I dimly felt a large saw, and thought to myself, someone is sawing through my torso, but I could not see that happen.

             
After came a torrent of blood, and a tingling that grew from my stomach to my hips, spread to thighs and knees and ankles and toes. The tingling became a maddening itch but in my sleep I could not scratch it. You cannot move in a nightmare. You peddle your legs but can move no faster while fearsome creatures chase you. You run on in nightmares, but your waking body just scissors its legs and you cry out. You cannot hear yourself scream when you are asleep.

             
But I could hear myself scream.

             
Gregori did not return one day. It may have been a day. It may have been a week, a year, a decade.

             
Others came. Still I screamed. Gregori had been my most inventive tormentor. This was the dream before waking.

             
I was burned. My eyes were put out and for a time I dreamed in darkness, although I told my torturers I could still see, though it was more like smell and when my eyes grew back I was not surprised to see that the creatures that tormented me looked exactly how I had imagined.

             
I was fed sporadically.
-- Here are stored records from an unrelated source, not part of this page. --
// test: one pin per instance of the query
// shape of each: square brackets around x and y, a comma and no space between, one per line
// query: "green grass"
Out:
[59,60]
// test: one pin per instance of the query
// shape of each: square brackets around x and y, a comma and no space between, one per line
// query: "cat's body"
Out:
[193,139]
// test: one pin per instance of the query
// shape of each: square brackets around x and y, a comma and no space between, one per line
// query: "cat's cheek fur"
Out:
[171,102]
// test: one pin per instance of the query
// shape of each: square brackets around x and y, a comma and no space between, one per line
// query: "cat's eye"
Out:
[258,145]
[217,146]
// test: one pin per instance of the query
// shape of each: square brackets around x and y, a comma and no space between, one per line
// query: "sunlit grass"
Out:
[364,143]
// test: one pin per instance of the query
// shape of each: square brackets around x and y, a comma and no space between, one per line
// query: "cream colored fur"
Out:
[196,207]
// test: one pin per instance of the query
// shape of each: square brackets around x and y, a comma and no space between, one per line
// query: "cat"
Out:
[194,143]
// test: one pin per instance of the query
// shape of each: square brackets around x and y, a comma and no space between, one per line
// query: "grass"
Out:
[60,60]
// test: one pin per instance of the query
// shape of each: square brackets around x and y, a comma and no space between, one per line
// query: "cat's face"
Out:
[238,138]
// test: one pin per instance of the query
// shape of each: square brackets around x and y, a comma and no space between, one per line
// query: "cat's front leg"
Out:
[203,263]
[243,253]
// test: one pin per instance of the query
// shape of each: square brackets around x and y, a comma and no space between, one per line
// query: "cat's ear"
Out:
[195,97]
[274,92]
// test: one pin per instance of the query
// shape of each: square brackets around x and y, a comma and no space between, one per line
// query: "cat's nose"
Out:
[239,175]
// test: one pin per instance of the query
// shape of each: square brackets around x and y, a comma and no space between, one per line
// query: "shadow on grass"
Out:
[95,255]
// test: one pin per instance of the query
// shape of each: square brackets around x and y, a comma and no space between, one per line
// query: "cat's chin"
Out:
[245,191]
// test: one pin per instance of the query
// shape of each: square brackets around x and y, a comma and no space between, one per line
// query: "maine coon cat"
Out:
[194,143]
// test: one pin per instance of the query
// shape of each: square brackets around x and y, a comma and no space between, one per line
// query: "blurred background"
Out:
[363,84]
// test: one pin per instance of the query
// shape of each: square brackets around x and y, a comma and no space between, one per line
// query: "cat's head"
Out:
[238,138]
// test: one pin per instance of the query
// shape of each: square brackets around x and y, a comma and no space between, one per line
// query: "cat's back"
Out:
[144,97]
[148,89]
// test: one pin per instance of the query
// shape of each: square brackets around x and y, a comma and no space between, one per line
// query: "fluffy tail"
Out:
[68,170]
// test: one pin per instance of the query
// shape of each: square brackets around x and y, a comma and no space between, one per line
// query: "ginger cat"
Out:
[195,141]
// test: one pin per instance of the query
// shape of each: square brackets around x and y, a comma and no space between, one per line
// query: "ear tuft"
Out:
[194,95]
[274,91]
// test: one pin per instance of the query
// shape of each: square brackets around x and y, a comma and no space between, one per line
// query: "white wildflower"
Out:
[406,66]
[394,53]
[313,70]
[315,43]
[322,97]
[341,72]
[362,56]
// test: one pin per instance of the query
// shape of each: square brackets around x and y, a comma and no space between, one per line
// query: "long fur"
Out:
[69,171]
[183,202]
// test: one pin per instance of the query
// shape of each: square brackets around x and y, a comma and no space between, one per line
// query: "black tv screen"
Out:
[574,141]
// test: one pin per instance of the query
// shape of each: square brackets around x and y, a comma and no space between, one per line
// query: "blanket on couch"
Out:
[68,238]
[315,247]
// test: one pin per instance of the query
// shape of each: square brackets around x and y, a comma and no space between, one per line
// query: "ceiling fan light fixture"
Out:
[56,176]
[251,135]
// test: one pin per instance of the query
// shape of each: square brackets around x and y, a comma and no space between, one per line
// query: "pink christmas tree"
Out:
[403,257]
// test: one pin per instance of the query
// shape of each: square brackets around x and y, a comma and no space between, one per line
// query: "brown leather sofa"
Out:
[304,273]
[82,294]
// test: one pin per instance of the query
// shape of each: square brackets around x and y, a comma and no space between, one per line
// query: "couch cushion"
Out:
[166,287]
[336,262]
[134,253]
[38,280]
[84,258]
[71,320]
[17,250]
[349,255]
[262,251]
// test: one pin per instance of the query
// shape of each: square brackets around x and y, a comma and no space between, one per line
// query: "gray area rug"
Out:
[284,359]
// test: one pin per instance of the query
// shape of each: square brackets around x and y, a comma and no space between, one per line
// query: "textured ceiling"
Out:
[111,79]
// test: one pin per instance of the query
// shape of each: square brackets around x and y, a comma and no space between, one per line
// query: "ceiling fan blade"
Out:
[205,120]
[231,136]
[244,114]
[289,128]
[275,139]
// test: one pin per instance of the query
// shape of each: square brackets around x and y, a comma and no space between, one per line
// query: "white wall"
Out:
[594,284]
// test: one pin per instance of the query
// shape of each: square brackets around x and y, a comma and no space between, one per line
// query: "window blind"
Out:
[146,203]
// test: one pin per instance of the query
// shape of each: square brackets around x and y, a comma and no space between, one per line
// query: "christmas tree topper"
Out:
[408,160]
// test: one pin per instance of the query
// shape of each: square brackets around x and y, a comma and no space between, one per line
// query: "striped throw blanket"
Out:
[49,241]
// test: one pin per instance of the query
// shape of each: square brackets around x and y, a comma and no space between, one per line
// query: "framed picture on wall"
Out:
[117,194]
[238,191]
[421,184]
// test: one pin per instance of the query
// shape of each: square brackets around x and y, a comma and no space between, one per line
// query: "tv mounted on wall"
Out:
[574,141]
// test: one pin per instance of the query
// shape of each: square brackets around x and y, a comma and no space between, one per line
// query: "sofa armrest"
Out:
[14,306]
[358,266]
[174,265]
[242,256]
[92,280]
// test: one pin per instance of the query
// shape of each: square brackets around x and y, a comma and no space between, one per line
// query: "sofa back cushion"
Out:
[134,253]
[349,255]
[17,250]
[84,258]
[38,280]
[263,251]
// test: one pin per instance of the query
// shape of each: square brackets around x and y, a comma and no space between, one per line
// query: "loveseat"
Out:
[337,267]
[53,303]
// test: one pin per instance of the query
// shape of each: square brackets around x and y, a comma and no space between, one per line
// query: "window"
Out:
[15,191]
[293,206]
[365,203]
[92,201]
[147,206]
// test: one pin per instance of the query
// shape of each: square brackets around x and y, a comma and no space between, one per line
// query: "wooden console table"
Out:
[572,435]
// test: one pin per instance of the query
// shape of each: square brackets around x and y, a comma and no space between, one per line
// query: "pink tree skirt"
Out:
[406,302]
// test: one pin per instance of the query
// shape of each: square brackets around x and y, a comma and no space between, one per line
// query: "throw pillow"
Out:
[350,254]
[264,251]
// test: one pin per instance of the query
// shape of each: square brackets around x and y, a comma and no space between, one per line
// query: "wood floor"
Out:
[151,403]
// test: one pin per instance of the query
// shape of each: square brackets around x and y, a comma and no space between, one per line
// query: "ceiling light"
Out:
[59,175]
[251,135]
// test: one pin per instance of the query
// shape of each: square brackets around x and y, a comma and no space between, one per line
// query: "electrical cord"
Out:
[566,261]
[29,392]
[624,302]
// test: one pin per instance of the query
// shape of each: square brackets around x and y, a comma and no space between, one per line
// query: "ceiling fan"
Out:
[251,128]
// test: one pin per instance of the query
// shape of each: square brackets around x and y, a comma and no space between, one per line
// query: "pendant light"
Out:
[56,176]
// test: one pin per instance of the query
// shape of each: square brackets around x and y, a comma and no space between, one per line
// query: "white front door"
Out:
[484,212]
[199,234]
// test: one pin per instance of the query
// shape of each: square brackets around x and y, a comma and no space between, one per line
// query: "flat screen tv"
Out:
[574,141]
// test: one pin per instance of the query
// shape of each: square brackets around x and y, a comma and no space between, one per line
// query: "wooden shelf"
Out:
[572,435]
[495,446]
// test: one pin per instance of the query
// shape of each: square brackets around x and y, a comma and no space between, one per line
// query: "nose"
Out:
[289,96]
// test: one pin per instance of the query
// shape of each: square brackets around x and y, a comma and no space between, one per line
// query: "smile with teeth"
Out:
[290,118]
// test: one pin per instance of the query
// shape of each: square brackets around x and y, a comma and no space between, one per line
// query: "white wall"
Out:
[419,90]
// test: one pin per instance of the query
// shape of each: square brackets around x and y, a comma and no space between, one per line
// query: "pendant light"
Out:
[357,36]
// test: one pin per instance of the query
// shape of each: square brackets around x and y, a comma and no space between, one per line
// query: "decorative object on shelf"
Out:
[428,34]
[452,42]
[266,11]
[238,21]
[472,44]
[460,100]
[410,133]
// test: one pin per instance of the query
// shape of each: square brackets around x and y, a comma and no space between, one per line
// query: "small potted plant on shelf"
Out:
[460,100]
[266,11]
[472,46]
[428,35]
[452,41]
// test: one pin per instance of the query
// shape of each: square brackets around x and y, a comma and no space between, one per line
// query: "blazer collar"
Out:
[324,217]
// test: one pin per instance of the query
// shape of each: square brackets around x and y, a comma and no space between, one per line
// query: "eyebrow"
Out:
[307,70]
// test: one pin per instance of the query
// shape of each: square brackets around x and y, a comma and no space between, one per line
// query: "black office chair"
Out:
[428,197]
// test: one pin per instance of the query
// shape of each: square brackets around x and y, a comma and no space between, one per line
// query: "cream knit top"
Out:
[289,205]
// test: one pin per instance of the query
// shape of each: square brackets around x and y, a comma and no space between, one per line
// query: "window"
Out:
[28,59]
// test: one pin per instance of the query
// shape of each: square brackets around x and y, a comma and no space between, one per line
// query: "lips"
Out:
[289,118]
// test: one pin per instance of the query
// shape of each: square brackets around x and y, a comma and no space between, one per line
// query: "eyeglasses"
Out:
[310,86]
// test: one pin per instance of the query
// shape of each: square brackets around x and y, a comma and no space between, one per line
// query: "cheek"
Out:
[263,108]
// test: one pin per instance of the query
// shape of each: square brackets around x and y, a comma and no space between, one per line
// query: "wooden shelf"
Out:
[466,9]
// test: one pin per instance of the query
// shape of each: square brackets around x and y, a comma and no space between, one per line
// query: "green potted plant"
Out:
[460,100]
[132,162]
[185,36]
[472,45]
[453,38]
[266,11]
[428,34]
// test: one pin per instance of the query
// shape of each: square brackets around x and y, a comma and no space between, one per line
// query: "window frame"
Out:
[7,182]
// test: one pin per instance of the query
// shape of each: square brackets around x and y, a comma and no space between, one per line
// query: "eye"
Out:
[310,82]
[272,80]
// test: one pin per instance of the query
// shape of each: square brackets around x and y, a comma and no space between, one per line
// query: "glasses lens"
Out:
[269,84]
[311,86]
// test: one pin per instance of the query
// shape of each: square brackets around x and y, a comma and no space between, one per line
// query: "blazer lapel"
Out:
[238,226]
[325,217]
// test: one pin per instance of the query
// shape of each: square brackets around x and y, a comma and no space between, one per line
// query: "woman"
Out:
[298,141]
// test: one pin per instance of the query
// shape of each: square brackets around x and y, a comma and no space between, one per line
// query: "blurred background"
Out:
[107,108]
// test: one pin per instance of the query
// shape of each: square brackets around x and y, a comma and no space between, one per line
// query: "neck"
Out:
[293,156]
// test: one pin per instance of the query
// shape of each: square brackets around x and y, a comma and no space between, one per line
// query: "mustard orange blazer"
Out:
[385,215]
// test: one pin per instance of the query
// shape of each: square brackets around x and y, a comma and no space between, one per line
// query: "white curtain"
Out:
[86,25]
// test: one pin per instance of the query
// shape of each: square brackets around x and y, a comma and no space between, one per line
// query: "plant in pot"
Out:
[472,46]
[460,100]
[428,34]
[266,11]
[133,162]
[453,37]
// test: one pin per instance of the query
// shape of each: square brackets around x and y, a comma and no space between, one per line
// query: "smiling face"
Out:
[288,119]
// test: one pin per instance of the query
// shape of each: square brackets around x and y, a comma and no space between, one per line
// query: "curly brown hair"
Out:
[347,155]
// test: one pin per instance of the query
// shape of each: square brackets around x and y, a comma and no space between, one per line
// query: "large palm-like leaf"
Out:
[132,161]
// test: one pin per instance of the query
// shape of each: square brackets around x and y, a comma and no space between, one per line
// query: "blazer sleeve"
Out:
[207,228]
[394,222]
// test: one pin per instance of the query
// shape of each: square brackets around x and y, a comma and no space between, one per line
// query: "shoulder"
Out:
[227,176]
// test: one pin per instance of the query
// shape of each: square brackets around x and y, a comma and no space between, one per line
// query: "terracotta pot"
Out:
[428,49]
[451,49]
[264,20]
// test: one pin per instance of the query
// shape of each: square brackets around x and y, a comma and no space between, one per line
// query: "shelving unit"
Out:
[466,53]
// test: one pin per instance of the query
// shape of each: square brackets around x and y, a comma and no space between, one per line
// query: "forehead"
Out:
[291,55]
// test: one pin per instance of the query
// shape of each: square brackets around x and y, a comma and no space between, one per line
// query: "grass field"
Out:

They knew the blood was necessary, because, after all, the demons that populated the strange and terrible landscape of my dream were like me. They were my children, once removed. A grandchild, I imagined. Then they came no more. Others came. They too slowed down. I noticed sores on their faces. They had lesions that wept pus and fingernails that were falling from their fingers. They were slowing, until, slowing completely, my visitors ceased to come.

             
When I awoke much of my body was new. I could feel that there was little that remained unscarred. My head was mine, largely. My spine, between my torso and my head. My chest, my heart, were mine. They knew that to take my heart would have killed me. To remove my head would have done the same.

             
I cried, alone in a dark room that had been the only view during my long dream, and my prison, and my hospital bed. I could smell flies and decomposing flesh and the other odours of a battlefield or a hospital.

             
I think I cried for perhaps a year. I did not know where I was. I could not see a way out. Now, awake, I understood that if I was not found I might be here in this dark room, on this stained and rusted bed stripped of all cloth for the rest of eternity. I understood now just how resilient my body was, the extent of the injuries that I could withstand.

             
I wished I had not. I heard loud crashes from overhead. They were explosions, louder that anything I had heard before. I heard chattering, popping sounds and I thought that this was the angry muttering that a rifle made, although for the sounds to be so close together it must have been a fusillade. It was the sound of repeating rifles, machine guns, once huge machines with many barrels now small enough for a man to carry.

             
To carry into war.

             
But I did not know then what I know now. But then, isn't that true of everyone?